Value of protected member is: 30
I am a protected method.

Now let us try to access the protected members from the subclass Delta within the same package, which inherits the class Alpha (parent class) –

package com.TechVidvan.protectedSpecifierDemo1;
class Delta extends Alpha
{  	//it means class Delta inherits members of class Alpha
   	public static void main(String args[])
   	{
    Delta d = new Delta();
    d.iAmProtected = 40;
    System.out.println("Value of protected member is: " +d.iAmProtected);
    d.protectedtMethod();
   	}
}

Output:

Value of protected member is: 40
I am a protected method.

4.  public access modifier

The public access modifier in Java denotes that a class member, method, constructors or any field are accessible directly from all other classes and packages, irrespective of the location of the code. The public members can be accessed from different classes and different packages.

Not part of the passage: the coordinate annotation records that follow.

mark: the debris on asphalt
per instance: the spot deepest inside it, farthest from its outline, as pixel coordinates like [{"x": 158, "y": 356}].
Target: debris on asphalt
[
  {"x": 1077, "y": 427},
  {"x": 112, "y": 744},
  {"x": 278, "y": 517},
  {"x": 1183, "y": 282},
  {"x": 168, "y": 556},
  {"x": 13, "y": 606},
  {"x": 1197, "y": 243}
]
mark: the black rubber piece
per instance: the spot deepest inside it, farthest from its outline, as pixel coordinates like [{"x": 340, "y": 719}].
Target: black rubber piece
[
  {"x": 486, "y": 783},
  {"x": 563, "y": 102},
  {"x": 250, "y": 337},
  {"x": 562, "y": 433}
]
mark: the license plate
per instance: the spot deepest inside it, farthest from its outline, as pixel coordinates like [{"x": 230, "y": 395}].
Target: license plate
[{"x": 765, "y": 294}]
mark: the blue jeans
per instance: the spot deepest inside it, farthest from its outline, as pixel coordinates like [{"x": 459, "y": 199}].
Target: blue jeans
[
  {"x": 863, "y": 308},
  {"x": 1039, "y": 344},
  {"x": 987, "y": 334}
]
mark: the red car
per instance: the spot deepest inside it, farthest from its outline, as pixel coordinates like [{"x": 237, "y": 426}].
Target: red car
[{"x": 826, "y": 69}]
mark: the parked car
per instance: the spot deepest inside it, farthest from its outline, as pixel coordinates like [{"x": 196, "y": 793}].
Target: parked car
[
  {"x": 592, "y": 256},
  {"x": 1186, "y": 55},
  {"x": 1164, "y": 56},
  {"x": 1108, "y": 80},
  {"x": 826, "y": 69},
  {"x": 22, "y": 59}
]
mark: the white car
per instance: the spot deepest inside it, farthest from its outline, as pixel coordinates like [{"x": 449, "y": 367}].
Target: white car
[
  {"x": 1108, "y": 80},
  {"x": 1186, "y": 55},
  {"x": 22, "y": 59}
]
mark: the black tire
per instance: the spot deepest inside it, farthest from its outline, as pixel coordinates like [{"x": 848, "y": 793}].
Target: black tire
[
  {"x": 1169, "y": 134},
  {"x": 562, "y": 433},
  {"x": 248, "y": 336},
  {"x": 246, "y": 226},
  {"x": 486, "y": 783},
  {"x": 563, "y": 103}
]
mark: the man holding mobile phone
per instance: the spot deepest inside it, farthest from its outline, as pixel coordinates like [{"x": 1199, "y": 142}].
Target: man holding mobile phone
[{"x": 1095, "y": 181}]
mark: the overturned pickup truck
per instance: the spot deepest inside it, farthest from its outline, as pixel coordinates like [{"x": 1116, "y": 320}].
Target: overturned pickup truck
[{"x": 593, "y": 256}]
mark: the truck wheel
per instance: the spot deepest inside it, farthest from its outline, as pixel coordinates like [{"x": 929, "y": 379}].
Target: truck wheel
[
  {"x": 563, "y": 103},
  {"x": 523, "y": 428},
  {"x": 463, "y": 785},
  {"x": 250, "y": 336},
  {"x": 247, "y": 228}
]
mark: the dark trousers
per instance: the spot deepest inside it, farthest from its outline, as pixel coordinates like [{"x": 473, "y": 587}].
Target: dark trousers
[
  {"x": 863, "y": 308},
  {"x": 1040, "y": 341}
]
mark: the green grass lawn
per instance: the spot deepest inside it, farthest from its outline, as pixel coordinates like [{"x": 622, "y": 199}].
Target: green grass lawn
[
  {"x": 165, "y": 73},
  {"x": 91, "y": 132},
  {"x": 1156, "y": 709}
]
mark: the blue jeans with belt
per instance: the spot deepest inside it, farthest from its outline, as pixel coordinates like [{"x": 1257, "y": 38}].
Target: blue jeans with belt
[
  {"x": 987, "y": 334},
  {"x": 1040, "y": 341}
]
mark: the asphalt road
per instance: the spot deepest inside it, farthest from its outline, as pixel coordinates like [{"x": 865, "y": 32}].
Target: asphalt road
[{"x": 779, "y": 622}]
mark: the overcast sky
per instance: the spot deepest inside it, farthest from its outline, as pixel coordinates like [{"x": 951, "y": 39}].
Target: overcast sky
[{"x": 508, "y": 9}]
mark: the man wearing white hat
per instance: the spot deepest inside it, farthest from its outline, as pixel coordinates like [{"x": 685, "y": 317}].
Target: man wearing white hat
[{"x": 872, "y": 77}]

That is, any class, in any package, has access to the public members of a class. We can globally access member variables or methods, without any restriction.

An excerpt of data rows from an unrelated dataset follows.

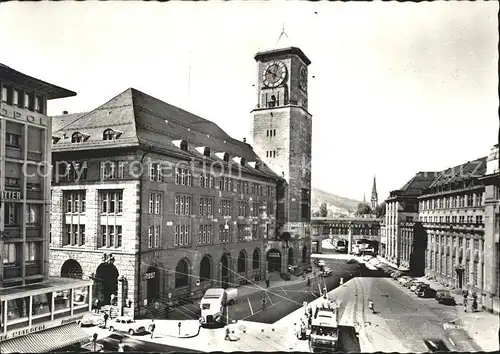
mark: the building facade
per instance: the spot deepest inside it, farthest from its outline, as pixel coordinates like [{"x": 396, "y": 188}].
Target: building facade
[
  {"x": 33, "y": 307},
  {"x": 282, "y": 137}
]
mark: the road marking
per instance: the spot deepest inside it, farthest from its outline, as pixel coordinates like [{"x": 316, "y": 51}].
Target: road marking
[
  {"x": 250, "y": 305},
  {"x": 269, "y": 298},
  {"x": 283, "y": 290}
]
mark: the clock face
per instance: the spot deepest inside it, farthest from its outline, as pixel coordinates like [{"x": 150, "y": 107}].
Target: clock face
[
  {"x": 303, "y": 78},
  {"x": 274, "y": 74}
]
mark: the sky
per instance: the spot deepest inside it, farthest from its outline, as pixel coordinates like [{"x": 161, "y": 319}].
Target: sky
[{"x": 398, "y": 88}]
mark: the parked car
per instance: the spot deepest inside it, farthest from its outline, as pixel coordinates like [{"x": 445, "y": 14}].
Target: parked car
[
  {"x": 436, "y": 345},
  {"x": 326, "y": 272},
  {"x": 445, "y": 297},
  {"x": 126, "y": 324},
  {"x": 426, "y": 292},
  {"x": 414, "y": 286},
  {"x": 93, "y": 319}
]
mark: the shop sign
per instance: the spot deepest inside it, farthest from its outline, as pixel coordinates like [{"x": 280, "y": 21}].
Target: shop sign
[
  {"x": 39, "y": 327},
  {"x": 26, "y": 116},
  {"x": 11, "y": 195}
]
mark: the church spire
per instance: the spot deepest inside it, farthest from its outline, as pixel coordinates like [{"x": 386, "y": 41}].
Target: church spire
[{"x": 374, "y": 199}]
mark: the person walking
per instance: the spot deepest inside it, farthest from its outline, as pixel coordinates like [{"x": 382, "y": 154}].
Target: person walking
[
  {"x": 152, "y": 327},
  {"x": 106, "y": 316}
]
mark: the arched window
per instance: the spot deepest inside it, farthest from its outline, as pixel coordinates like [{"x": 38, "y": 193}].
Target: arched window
[
  {"x": 76, "y": 137},
  {"x": 108, "y": 134},
  {"x": 181, "y": 274}
]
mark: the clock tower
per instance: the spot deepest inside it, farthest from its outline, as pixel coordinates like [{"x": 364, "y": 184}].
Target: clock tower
[{"x": 282, "y": 131}]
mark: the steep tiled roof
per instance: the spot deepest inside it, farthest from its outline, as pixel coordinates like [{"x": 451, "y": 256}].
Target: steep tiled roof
[
  {"x": 147, "y": 121},
  {"x": 417, "y": 184},
  {"x": 470, "y": 169}
]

Using this access modifier is the easiest way to provide access to class members. However, we should be careful while using this keyword with class variables, otherwise, anybody can manipulate the values.

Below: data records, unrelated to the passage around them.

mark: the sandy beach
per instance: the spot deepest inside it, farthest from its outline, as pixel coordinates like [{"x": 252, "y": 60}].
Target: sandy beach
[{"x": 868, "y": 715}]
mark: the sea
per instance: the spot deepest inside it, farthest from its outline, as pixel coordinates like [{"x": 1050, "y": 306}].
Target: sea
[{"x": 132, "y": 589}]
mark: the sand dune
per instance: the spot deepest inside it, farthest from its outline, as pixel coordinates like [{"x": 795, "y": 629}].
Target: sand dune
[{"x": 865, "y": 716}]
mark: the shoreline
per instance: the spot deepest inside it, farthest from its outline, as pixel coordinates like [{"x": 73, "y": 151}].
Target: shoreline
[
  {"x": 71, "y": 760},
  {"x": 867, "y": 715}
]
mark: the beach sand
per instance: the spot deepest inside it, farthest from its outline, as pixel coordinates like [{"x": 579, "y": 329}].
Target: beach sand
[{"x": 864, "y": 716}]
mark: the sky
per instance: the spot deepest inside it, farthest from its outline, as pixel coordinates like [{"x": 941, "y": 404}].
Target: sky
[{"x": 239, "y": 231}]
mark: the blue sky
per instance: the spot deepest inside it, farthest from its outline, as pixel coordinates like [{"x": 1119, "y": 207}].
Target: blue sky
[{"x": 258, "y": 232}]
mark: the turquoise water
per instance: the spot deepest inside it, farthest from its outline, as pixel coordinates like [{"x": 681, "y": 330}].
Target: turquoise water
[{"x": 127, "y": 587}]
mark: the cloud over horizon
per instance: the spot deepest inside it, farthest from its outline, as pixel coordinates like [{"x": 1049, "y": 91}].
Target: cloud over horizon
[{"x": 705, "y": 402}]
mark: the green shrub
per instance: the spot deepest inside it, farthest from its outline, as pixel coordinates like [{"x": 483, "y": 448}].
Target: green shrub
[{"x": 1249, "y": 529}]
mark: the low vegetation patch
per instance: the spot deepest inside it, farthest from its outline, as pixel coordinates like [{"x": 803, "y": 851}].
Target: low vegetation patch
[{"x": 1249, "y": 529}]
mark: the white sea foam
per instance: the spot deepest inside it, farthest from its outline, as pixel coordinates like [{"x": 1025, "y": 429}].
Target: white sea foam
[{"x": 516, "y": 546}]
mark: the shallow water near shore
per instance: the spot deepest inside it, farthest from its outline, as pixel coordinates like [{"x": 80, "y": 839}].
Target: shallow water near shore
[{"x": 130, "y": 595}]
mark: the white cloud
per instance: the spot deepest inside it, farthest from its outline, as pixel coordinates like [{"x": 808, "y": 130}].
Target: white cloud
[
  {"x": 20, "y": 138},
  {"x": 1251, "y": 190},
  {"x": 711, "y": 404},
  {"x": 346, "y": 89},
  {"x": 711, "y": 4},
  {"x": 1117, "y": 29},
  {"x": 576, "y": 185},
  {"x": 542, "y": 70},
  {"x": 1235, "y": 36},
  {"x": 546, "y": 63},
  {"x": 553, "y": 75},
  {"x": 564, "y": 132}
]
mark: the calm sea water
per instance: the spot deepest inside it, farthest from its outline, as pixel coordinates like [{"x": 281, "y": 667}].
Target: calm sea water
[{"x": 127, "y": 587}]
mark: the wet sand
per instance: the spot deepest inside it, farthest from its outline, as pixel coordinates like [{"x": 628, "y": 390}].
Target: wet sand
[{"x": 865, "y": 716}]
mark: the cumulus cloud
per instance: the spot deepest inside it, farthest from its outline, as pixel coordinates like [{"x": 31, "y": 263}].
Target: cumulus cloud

Syntax of declaring public members:

To declare a public member, we need to use the keyword public.

class Example {
  public datatype publicmember1;
  public publicMethod()
  {
      //code of publicMethod();
  }
}

Code Snippet to understand the public modifier:

package com.TechVidvan.publicSpecifierDemo1;
class Alpha
{
  public int iAmPublic;  		//public data member
  public void publicMethod()  	//public method
  {
    System.out.println("I am a public method");
  }
}

//Accessing public members from inside a different class from a different package

package com.TechVidvan.publicSpecifierDemo2;
import publicSpecifierDemo1.*;
class Beta
{
  public static void main(String args[])
{
    Beta object1 = new Beta();
    //Accessing the members from different package
    object1.iAmPublic = 50;
    System.out.println("Value of public member is: " +object1.iAmPublic);
    object1.publicMethod();
  }
}

Output:

Value of public member is: 50
I am a public method.

The following table shows the accessibility of all the different access modifiers:

accessibility of access modifier in Java

Summary

Access Modifiers in Java provide the means by which we can control the access of the class members. By this article, we could clearly understand that with the help of Access Modifiers in Java, we can prevent the misuse of the members and ensure their security by restricting their usage. We can manually set the visibility modes and scope of the members of a class.